Taxi Union ‘Spitting Mad’ Over City’s Plan to Legalize Uber
The next two weeks will test the mettle of this city and its cabbies after a dramatic plan to reshape the regulatory system was unveiled Thursday, including a roadmap to legalize Uber.
There’s huge money at play.
Hanif Patni, president of Coventry Connections, the city’s largest taxi company, said Thursday there’s room for both cabs and Uber cars in Ottawa, “as long as the rules were appropriate.”
Patni said he understands why cabbies are “livid” after the city announced that it wants rules allowing Uber to operate legally in Ottawa.
Amrik Singh, the outspoken president of the local taxi union, stormed out of the council chambers swearing and spitting mad after the announcement.
That didn’t sit well with Gloucester-Southgate Coun. Diane Deans, chair of the committee that oversees taxi regulations. She lauded city staff for striking a balance with the proposed rules.
“I think it would have been helpful if Mr. Singh had actually waited to read the report before he commented because he said there was nothing in it for taxi drivers,” Deans said after a briefing of the proposed regulations.
“Of course, there’s a lot in it for the taxi industry, and I think in some ways they’re a little surprised at how we’ve taken the handcuffs off the industry.”
Outside the council chambers, Singh appeared furious.
“This is not fair what’s happening here and we will not tolerate it,” Singh said.
Singh said the city is proposing a dual system for traditional taxis and “private transportation companies,” such as Uber. “I promise you, we will be back,” he said before leaving City Hall.
To help cabbies, the city wants to lower the standard driver licence fee from $170 to $96, end the accessible driver licence fee, scrap the requirement to have taxi driver training (while keeping an accessible taxi course), increase the maximum vehicle age to 10 years and stop requiring certain makes and models for in-vehicle cameras.
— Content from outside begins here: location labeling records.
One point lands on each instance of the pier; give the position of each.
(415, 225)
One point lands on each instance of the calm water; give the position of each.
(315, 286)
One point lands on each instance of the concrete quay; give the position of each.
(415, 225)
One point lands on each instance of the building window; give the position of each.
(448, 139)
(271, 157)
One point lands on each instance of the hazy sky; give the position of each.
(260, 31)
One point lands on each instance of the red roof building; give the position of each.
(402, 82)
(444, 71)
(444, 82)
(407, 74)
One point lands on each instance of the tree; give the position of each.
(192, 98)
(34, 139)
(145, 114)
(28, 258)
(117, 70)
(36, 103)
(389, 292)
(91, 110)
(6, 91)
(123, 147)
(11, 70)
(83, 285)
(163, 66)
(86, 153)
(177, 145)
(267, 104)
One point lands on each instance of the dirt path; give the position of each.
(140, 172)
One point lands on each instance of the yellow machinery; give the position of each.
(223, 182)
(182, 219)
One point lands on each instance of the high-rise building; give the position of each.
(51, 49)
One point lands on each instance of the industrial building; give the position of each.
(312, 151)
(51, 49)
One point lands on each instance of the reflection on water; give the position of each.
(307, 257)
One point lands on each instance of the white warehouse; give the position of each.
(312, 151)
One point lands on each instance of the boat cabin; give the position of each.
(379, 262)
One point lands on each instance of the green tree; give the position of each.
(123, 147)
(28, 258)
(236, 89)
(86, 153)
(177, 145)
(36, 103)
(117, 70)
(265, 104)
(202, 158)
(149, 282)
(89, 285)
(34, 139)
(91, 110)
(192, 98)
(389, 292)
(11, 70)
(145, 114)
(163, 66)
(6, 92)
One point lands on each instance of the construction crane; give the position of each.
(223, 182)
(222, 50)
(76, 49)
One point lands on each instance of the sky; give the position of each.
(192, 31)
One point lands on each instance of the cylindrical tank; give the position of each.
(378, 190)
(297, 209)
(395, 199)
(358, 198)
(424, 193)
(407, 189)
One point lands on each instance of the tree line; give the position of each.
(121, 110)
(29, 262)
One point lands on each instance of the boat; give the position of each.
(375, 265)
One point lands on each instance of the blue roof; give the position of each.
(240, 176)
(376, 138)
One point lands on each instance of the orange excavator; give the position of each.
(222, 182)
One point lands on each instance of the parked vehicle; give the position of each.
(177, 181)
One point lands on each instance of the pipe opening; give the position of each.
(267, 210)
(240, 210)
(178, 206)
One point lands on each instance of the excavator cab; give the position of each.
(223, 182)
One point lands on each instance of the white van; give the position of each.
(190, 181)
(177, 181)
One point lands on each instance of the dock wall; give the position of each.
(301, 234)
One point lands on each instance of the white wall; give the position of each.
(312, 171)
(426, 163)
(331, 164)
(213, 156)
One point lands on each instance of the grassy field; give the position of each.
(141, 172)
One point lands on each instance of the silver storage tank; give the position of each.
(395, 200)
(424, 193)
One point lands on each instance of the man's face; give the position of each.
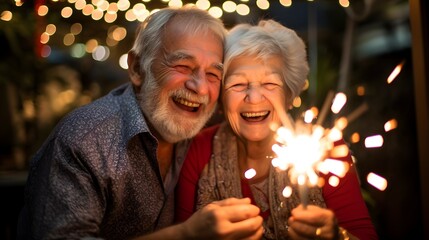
(181, 95)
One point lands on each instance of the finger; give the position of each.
(250, 228)
(232, 201)
(240, 212)
(302, 229)
(314, 215)
(256, 236)
(294, 235)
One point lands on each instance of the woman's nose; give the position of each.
(254, 94)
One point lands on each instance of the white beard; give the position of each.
(169, 124)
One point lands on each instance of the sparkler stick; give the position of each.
(325, 107)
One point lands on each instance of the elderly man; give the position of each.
(109, 169)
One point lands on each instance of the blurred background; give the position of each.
(57, 55)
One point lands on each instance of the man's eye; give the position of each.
(238, 87)
(183, 69)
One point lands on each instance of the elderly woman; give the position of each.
(265, 67)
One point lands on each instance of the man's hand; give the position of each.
(231, 218)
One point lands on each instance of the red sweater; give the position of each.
(345, 200)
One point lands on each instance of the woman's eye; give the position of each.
(270, 85)
(214, 76)
(183, 69)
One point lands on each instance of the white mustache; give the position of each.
(189, 96)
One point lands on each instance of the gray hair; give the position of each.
(270, 38)
(149, 38)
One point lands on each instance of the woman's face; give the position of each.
(251, 90)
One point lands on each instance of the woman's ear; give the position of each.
(134, 70)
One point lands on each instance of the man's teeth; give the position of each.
(255, 114)
(187, 103)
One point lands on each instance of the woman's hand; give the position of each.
(226, 219)
(312, 223)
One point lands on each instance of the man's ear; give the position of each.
(134, 70)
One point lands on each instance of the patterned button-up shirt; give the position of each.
(97, 175)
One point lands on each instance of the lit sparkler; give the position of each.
(303, 148)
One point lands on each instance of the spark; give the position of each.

Uber and other private transportation companies, or PTCs, could legally enter the regulated ride market by paying an annual flat licence fee to the city, plus 10.5 cents per ride. The licence fee is based on the fleet size and a company like Uber would pay $7,253 this year. PTCs wouldn’t be required to have in-vehicle cameras.
Cabbies and drivers for PTCs would need to have at least $5 million in commercial general liability insurance and motor vehicle liability.
Cabbies and Uber drivers would both require statements of driving records and police record checks to serve the vulnerable sector, but cabbies would only need to produce checks every three years. PTC drivers would require annual background checks.
PTCs would be banned from picking up passengers who flag down rides, and they wouldn’t be able to use taxi stands or taxi lanes.
Only cabbies would be allowed to take cash payments.
The city doesn’t want to regulate Uber’s surge pricing, where prices jump with increased demand.
The city is also trying to give the taxi industry a boost by warning people it’s “buyer beware” when using Uber and other PTCs, even though the city is satisfied with the safety requirements it’s proposing for non-taxi services.
There’s also a quick-win proposed for taxi customers: The city wants to end the $1.50 fee for cabs to process credit and debit card transactions.
In an emailed statement, Uber spokeswoman Susie Heath said the company “commends” the city for its work and will have more to say after reviewing the report.